Kyler Murray, QB, Arizona Cardinals (9.09 ADP)
Since 2002, the first year the NFL expanded to 32 teams, the top fantasy football seasons among rookie quarterbacks have a common thread: an ability to score touchdowns on the ground. Cam Newton (14 rushing touchdowns in 2011), Robert Griffin III (120 carries and seven rushing touchdowns in 2012), Dak Prescott (six rushing touchdowns in 2016), Russell Wilson (94 carries and four rushing touchdowns in 2012), Andrew Luck (five rushing touchdowns) and Jameis Winston (six rushing touchdowns) all provided extra fantasy points via the running game. Same for Josh Allen (89 carries and eight rushing touchdowns) and Lamar Jackson (147 carries and five rushing touchdowns) last season. Murray produced 1,001 yards and 12 touchdowns on 140 carries in his final year with Oklahoma.
Plus, Arizona isn’t expected to be very good in 2019, giving Murray plenty of opportunities to throw the ball while his team trails on the scoreboard. NFL teams as a whole pass the ball more often when trying to make up points against an opponent.
Devin Singletary, RB, Buffalo Bills (9.11 ADP)
The risk with Singletary: He is behind two aging veterans on the Bills’ depth chart, LeSean McCoy and Frank Gore. However, neither asserted himself in 2018, giving Singletary a chance to take over lead-back duties for the franchise. At Florida Atlantic University Singletary rushed for more than 1,000 yards in three consecutive seasons and in 2018 he ranked second among all running backs in forced missed tackles per attempt (minimum 100 rushing attempts).
DK Metcalf, WR, Seattle Seahawks (10.05 ADP)
Seattle’s most targeted receiver of 2018, Doug Baldwin, retired, leaving Tyler Lockett and Metcalf at the top of the depth chart. If these two split the targets the way Baldwin and Lockett did (a near 50/50 split) then Metcalf should get a decent workload (approximately 70 targets). First-year wideouts with at least 70 targets in their debut season over the past 17 years include Odell Beckham Jr., Michael Thomas, Mike Evans, Julio Jones and A.J. Green. This isn’t to say Metcalf will be an overnight superstar but the average fantasy production by this group (which includes 90 qualified receivers) is 158 fantasy points in point-per-reception, or PPR leagues, in Year 1, a mark good enough for 35th among wideouts in 2018. Metcalf’s average draft position as of Aug. 19 is 44th among wide receivers.

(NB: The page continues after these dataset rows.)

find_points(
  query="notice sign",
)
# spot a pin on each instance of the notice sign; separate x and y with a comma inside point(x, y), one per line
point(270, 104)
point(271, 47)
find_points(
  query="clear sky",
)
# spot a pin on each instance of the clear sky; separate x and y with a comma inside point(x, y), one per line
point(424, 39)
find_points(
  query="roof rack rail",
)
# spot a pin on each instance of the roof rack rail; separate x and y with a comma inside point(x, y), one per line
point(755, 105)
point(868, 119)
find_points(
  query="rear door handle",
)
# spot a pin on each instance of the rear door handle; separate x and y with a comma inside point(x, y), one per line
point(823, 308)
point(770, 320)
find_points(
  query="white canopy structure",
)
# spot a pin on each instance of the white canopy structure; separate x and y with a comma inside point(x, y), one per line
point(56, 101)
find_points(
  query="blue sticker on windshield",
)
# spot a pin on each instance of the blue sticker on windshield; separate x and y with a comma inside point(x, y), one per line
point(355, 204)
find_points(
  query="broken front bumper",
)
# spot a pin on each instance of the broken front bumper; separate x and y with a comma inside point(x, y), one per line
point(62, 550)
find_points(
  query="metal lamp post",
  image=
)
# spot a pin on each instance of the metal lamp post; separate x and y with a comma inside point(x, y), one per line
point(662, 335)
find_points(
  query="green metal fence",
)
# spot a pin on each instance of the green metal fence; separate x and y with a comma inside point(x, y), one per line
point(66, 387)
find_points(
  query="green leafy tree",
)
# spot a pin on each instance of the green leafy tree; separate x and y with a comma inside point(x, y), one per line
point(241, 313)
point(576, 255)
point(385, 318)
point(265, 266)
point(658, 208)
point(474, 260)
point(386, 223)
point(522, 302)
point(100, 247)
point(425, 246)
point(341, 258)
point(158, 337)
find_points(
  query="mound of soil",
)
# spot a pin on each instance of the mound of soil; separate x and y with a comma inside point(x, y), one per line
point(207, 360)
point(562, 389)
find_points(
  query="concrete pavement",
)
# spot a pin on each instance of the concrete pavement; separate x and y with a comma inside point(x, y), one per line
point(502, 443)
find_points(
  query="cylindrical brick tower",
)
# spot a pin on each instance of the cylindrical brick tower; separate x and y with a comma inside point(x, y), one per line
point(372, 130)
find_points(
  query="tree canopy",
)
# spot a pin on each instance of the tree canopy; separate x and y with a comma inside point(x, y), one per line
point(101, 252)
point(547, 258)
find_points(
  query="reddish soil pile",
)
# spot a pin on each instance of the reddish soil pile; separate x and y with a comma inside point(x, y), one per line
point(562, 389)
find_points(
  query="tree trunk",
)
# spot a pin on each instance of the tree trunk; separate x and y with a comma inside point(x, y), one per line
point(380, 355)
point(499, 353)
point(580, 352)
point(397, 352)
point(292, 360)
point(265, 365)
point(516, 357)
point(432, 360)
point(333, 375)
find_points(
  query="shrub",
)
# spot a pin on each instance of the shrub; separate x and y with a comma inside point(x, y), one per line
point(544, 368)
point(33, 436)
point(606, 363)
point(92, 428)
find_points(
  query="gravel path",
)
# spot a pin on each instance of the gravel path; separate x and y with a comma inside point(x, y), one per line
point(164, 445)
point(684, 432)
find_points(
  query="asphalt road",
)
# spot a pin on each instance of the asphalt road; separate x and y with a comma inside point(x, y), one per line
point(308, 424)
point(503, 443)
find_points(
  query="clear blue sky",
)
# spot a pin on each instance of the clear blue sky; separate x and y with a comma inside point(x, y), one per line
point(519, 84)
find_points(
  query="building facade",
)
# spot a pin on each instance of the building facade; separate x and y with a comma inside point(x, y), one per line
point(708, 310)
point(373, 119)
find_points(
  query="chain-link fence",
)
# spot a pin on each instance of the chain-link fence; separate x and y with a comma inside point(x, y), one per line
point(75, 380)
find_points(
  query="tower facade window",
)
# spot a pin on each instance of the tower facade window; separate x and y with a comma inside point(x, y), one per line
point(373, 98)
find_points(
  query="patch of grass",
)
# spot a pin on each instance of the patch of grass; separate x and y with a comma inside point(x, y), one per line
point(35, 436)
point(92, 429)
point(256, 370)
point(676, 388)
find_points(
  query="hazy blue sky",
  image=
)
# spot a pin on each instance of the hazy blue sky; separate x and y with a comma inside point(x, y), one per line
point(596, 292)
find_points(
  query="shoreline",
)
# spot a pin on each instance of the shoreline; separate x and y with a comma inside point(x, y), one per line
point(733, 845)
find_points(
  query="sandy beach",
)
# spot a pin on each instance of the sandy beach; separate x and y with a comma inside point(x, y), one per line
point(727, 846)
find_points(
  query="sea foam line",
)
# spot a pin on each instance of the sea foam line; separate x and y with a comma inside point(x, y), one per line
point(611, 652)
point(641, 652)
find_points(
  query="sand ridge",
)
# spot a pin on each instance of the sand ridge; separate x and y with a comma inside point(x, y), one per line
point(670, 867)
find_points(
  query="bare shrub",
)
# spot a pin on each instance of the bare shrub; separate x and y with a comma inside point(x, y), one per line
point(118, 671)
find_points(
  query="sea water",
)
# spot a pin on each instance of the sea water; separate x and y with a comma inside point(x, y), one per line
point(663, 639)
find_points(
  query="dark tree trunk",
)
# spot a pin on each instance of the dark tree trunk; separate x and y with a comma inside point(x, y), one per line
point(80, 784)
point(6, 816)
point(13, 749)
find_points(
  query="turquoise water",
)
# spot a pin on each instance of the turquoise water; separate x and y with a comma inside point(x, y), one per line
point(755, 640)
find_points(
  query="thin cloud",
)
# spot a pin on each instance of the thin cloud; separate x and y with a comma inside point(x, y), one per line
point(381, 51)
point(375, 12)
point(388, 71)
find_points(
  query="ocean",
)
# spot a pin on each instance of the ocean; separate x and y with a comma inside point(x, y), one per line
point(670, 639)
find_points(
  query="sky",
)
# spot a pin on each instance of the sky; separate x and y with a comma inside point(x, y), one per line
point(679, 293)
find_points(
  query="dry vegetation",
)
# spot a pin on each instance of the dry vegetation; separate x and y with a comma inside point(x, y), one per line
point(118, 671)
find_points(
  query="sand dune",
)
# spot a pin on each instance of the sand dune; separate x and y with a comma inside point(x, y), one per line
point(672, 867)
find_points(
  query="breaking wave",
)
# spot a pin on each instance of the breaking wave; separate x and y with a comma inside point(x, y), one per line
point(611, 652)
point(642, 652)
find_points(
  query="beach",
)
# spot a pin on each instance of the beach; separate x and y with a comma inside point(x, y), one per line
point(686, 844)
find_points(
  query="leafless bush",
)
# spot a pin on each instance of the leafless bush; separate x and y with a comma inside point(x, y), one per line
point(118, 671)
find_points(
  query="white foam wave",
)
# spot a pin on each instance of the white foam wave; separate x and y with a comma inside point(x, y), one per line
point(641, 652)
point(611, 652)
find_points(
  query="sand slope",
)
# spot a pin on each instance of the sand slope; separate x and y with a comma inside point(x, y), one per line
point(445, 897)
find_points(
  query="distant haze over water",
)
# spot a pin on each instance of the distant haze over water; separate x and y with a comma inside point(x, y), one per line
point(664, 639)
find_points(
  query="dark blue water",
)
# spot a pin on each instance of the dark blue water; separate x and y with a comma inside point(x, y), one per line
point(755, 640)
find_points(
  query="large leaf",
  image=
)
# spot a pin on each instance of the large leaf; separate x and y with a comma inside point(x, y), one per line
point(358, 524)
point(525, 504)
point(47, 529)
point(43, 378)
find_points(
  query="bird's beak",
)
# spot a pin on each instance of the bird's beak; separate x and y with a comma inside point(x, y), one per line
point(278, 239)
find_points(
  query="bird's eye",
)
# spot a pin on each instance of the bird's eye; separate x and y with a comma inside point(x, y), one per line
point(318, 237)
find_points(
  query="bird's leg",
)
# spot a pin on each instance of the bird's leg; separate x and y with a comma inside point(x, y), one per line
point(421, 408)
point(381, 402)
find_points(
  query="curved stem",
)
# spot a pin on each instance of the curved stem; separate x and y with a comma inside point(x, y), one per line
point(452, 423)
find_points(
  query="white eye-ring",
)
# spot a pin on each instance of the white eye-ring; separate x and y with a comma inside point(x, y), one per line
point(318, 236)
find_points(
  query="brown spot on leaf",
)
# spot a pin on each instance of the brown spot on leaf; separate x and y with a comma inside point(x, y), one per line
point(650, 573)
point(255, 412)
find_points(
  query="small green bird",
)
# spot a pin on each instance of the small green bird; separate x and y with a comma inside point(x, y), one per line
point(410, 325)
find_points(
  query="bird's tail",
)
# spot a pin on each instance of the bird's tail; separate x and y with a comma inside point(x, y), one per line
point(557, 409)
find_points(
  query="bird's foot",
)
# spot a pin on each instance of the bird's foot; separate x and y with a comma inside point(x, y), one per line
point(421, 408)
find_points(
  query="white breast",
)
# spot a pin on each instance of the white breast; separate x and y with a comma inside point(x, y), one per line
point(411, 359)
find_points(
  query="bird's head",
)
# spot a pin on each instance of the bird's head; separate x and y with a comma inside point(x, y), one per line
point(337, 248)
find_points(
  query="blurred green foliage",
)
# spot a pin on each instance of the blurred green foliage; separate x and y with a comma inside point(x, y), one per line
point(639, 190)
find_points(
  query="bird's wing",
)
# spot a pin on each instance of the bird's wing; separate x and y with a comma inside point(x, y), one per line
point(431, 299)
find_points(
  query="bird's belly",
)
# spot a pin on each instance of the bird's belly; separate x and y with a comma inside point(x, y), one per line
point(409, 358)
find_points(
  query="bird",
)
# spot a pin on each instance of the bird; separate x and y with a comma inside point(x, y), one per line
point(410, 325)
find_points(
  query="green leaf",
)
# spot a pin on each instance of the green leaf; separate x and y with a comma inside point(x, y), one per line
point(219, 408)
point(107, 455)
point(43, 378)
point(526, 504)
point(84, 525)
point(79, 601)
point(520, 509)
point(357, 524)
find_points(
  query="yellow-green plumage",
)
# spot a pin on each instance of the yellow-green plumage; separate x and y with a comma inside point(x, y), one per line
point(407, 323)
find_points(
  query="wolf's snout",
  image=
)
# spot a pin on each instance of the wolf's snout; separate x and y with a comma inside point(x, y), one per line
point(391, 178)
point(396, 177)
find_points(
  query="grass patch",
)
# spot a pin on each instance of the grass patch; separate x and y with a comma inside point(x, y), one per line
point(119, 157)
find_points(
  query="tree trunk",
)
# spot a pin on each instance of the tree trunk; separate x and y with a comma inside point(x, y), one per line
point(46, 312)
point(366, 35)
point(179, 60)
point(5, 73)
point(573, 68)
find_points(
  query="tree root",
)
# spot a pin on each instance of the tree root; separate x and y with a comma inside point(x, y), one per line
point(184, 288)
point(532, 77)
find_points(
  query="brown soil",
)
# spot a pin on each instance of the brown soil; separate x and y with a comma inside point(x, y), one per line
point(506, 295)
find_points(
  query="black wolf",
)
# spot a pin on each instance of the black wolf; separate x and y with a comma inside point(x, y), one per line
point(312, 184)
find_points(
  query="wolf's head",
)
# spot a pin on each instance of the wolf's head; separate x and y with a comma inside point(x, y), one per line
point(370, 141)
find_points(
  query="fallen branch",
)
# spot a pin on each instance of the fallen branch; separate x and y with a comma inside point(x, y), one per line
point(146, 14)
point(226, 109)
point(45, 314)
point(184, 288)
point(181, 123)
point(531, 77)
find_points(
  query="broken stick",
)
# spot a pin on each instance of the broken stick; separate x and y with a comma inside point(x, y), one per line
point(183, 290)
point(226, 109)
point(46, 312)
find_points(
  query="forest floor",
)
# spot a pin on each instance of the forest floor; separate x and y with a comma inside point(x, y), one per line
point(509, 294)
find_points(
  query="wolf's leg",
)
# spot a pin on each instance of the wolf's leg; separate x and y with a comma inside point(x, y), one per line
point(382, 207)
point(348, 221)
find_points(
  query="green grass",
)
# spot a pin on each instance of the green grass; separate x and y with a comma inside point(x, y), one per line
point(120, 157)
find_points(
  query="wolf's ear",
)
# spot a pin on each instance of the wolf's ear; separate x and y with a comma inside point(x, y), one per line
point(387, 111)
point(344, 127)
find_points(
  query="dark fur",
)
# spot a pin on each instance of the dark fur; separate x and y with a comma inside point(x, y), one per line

There is an injury concern — Metcalf will undergo knee surgery before the season starts — but there is optimism he will be available for the Week 1 match up against the Cincinnati Bengals.
“It was a minimal surgery and minimal findings, so we have high expectations,” Seattle head coach Pete Carroll told ESPN. “We’ll go week-to-week with it, see how he does. We really don’t have any concern that he won’t get back soon.”